Expectations and prejudice play a major role in our experiences. This has been shown in studies involving art, wine, and even sodas. In 2007, Joshua Bell, an internationally renowned musician, illustrated the role that plays context in our enjoyment of music when he played his Stradivarius violin in a Washington, DC, with commuters walking past him without taking a second look at him.

prejudging

Researchers from the University of Arkansas, Arizona State University and the University of Connecticut studied this phenomenon and recently published their results in Scientific Reports. They found that simply being told that an artist is a professional or a student changes the way the brain responds to music. They also noted that overcoming this bias took a conscious effort.

Research music

The study involved 20 participants without formal training in music. In a functional magnetic imaging, or fMRI machine, at the newly established Brain Imaging Research Center at the University of Connecticut, participants listened to eight pairs of 70-second musical fragments, presented in a random order. Each pair consisted of two different versions of the same fragment. The participants were told that one of the pairs was played by a “conservatory piano student” and the other was a “world-renowned professional pianist.” Although the participants actually listened to a student and professional performance, they heard each pair twice during the reverse label experiment, so that the researchers could investigate the effect of the label independently of the qualities of the performance itself.

Music and Brain

Participants rated their enjoyment of each excerpt on a scale of 1 to 10 and indicated which of the two excerpts in each pair they chose. The researchers used the fMRI scans to investigate brain areas associated with auditory processing, pleasure and reward, and cognitive control. To study brain activity associated with bias, the researchers compared brain images of the participants who preferred the “professional” fragments with images of participants who preferred the “student” fragments.
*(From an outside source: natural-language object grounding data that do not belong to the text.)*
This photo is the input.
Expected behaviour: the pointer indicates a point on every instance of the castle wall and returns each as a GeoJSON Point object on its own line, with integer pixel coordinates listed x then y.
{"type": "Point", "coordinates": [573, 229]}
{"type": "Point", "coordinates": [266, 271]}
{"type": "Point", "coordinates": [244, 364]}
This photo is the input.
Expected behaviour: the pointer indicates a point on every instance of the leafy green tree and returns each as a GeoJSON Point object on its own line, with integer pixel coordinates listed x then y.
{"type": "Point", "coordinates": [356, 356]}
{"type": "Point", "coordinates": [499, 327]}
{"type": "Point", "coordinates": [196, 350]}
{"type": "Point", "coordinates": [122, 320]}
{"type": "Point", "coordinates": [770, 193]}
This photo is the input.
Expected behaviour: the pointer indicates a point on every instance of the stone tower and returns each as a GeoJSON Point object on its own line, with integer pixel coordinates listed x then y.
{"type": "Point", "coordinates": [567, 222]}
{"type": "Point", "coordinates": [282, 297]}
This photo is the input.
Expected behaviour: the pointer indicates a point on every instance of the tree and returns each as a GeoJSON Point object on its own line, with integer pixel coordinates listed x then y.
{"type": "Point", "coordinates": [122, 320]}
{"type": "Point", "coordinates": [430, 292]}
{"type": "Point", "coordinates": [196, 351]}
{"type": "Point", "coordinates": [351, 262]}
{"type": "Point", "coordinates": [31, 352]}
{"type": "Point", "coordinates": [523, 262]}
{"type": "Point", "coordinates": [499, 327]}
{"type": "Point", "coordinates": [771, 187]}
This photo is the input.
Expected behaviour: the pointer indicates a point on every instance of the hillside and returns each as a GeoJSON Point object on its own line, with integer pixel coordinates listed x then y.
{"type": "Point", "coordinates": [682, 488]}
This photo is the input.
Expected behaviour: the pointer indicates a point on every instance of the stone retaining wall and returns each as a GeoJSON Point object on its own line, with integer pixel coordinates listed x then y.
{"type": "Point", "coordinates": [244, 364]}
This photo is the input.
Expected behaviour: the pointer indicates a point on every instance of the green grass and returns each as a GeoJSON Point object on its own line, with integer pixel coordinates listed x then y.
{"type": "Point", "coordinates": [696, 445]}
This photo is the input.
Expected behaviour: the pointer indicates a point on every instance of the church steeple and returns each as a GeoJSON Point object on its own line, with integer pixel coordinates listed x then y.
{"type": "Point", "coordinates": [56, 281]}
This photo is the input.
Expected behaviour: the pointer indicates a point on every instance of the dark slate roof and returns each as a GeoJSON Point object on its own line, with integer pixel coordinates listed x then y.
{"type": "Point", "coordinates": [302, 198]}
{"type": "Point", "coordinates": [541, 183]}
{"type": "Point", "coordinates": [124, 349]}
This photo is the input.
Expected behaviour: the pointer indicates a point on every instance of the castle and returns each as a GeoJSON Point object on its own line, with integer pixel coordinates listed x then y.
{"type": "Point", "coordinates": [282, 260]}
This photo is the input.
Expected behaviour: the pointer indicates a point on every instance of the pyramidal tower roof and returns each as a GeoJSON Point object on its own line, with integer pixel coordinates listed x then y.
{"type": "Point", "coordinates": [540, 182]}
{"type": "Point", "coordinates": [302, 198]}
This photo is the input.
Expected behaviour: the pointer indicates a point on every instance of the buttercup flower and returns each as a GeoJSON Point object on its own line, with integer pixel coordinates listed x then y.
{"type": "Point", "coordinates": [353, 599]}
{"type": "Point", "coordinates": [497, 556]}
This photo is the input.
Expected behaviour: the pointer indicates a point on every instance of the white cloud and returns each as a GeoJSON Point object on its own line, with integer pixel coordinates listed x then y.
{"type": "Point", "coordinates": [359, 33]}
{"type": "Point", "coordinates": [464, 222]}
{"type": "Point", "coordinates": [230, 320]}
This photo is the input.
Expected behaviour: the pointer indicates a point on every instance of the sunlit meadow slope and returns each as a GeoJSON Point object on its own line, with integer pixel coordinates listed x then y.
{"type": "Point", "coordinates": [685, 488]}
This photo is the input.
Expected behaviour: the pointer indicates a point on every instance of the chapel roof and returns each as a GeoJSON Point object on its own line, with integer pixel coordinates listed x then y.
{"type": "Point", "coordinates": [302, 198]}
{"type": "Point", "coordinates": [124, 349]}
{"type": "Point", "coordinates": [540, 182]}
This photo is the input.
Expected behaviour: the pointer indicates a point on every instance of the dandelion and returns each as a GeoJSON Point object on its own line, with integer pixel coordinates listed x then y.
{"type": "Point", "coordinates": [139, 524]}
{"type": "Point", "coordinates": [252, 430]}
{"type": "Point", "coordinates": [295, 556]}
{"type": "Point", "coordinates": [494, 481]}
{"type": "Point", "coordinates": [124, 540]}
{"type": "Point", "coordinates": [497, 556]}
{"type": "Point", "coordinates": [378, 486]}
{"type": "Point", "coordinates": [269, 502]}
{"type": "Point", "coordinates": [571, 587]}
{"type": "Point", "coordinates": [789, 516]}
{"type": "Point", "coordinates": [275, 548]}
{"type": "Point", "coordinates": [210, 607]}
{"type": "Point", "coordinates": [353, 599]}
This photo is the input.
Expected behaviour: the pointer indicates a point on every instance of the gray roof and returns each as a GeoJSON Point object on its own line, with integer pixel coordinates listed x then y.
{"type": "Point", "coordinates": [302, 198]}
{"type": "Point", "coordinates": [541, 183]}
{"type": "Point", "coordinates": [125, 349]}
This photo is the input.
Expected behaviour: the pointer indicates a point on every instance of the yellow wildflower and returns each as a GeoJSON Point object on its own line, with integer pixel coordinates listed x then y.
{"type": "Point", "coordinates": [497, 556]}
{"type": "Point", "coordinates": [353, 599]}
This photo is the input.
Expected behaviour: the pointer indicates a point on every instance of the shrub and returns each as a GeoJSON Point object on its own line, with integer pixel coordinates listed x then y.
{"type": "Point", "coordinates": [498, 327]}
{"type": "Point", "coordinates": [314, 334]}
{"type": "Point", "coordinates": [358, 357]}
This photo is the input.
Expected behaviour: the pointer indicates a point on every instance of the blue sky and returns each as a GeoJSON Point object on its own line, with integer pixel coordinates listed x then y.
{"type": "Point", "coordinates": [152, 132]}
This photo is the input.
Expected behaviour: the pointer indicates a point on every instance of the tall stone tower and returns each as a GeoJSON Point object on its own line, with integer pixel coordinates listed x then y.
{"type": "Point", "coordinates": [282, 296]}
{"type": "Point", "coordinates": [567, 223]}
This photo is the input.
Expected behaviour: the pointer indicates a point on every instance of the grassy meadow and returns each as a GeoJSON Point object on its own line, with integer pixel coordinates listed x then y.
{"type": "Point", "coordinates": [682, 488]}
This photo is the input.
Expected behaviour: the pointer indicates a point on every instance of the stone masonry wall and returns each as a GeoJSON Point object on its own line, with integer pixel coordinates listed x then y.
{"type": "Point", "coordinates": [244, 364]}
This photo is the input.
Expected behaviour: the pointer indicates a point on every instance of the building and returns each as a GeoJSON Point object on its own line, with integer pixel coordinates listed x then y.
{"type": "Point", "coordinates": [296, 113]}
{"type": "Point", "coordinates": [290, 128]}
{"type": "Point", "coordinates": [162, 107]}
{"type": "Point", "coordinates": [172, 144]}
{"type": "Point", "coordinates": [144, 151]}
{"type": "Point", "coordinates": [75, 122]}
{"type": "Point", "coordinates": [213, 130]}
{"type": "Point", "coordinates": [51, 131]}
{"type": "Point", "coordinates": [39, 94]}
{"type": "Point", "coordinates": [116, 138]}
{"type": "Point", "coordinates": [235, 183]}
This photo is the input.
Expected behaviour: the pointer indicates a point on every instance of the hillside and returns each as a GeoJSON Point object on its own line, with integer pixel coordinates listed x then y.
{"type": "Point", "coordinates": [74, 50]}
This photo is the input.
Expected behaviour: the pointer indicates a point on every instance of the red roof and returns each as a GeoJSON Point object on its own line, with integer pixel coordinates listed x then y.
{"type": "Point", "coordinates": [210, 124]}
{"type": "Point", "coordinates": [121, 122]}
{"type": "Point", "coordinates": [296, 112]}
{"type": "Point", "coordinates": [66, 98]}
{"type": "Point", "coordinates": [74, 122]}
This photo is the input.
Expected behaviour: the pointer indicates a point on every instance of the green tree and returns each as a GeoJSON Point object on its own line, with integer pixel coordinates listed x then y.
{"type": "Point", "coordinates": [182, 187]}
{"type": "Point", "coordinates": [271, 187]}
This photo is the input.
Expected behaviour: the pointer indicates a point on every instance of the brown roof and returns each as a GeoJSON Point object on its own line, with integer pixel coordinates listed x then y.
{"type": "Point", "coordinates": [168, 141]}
They found that when a participant preferred the play attributed to a professional player, there was significantly more activity in the primary auditory cortex, as well as part of the brain associated with pleasure and reward.

Music prejudices

This activity began when the participant was informed that the player was a professional, before the music even started, and remained consistent throughout the excerpt, suggesting that the belief that a musician is a professional led these contestants more attention to the music. to spend and their listening experience not biased at the beginning, but throughout the excerpt. The scientists also examined the brain activity of participants who picked up the “student” over the “professional” recordings. While these participants listened to the recordings attributed to the professional, researchers saw higher activity in a brain region related to cognitive control and deliberative thinking over the course of the fragment. They also found that these participants had greater connectivity between the parts of their brain related to cognitive control and reward.